This is a simplified version of Professor Gordon Brotherson’s answer to the original question asked by Applecroft Primary School (see link below).

Pic 1: Part of a folding screen mural showing the meeting of two worlds in 1519, completed in 1976 by Roberto Cueva del Río, who died in 1988; notice Malinche’s key position!
Pic 1: Part of a folding screen mural showing the meeting of two worlds in 1519, completed in 1976 by Roberto Cueva del Río, who died in 1988; notice Malinche’s key position! (Click on image to enlarge)

This is a great question: you may not have realised it when you asked it, but it opens up a whole area of doubt and debate, because no-one knows for sure if the Aztecs DID think Cortés was a god in the first place! This whole idea suited the Spanish down to the ground, so they could justify conquering the Aztecs and introducing them to the Christian god (who they fanatically thought was superior to any local gods). When one people conquer another, we usually only hear the side of the conquerors, not that of the conquered. When we look at what the Aztecs themselves wrote and said - before the Conquest and after it - we find that the evidence points the other way:-

Pic 2: The entry for 3 Flint 1508 from Codex Aubin
Pic 2: The entry for 3 Flint 1508 from Codex Aubin (Click on image to enlarge)

Interestingly, Aztec records of the Spanish date from the year 3 Flint 1508, in the form of bird-creatures with human faces and white wings attached to boat-like bodies (click on picture 2, from the Aubin Codex). Several times the Spanish were driven off as they approached the mainland; each time Moctezuma learned more and more about the newcomers with the help of his well trained agents/spies. What he learned certainly filled him with fear and anxiety. By the time Cortés finally landed at Veracruz at Easter 1519, Moctezuma already knew a great deal about him, enough to have arranged for lavish gifts to be presented to him immediately on his arrival. Aztec reports of this first encounter stress things like the mean response of the Spanish to Moctezuma’s valuable gifts, and the contrast between the Cross the intruders held in one hand and the steel sword they held in the other.

Pic 3: From the Tepetlan Codex; see if you can count the gifts!
Pic 3: From the Tepetlan Codex; see if you can count the gifts! (Click on image to enlarge)

From then on the plot thickens, mainly because of Cortés’s relationship with Malinche (a local woman who spoke Náhuatl, Maya and later Spanish, becoming a crucial interpreter for Cortés), and with the Tlaxcalans, who hated the Aztecs and adopted him as an ally.
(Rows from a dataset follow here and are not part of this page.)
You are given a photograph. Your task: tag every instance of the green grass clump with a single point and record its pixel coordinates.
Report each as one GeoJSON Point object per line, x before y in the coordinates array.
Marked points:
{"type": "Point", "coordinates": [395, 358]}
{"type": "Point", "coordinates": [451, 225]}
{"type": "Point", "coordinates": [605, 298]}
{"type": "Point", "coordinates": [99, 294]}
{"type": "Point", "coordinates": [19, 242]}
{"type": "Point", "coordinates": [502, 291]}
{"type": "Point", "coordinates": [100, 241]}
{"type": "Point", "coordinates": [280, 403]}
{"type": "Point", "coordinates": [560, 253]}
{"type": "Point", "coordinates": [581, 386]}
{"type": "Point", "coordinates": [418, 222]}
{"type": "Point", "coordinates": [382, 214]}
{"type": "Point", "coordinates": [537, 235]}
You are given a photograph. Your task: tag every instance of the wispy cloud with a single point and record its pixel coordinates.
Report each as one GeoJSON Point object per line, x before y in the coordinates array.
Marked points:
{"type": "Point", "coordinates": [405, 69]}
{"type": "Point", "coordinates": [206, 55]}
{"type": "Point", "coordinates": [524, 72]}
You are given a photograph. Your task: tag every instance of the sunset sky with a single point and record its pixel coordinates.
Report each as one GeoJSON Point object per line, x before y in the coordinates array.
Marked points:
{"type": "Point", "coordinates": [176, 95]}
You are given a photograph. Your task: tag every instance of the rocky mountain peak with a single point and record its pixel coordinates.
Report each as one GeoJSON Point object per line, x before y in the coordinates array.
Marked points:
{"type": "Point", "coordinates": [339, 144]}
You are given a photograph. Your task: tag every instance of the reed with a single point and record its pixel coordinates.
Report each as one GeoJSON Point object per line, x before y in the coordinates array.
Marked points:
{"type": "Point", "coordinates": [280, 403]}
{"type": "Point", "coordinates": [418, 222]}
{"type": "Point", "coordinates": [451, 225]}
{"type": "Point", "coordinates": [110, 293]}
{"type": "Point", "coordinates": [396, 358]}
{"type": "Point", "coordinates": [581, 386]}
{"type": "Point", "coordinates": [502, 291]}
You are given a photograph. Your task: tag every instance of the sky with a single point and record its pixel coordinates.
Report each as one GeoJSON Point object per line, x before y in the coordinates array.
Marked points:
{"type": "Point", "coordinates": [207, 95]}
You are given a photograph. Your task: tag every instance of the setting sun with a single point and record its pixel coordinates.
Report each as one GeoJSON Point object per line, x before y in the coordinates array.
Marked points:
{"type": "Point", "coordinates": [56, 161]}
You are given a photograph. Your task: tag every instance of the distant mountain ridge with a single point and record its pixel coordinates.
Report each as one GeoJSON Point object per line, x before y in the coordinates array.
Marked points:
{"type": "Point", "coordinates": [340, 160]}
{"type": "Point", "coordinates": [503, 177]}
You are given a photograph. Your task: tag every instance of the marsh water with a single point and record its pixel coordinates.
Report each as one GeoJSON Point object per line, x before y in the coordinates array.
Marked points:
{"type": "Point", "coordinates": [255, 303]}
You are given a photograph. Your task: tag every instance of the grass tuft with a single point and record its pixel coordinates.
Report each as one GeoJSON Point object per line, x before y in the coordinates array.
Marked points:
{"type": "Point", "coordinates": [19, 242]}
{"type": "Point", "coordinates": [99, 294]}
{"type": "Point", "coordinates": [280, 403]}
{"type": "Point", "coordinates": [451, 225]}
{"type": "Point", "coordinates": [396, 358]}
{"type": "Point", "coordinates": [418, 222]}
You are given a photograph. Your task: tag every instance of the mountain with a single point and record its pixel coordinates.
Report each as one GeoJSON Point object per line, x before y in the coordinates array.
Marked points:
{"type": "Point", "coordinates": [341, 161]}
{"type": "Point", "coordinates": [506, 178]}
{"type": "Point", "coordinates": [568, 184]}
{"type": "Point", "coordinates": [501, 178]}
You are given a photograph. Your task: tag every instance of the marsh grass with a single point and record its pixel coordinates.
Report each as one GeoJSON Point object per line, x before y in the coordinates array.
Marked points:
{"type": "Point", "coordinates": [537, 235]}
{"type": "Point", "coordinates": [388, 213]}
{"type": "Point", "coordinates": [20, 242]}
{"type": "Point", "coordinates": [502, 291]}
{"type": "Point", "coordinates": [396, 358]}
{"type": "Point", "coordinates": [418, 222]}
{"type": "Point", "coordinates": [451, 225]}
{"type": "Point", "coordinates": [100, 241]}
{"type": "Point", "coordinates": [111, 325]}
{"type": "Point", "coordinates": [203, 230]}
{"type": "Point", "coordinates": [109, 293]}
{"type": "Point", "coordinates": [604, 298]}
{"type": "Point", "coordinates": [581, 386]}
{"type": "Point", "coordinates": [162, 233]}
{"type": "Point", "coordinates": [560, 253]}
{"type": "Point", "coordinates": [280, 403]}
The codices show Malinche playing a key part from the moment of landing, leading the way, discussing tactics with messengers, giving orders and even heading brutal attacks, while Cortés looks on, or even is absent (click on picture 3, where you can see Malinche receiving one more gift - a fine blanket - than Cortés gets: none of this is mentioned in the Spanish accounts!

Pic 4: From the Codex Rios
Pic 4: From the Codex Rios (Click on image to enlarge)

Among both Aztecs and Tlaxcalans Cortés was seen as powerful and cruel maybe, but not very noble and even less godlike, and (unlike all Mexican gods) rather ignorant of calendars, distant time and the origins of life. 100% dependant on Malinche, he was seen as her lieutenant (and she more of a general). They even pictured him as a rather nasty poisonous-looking snake (click on picture 4 and see the snake in Cortés’s banner).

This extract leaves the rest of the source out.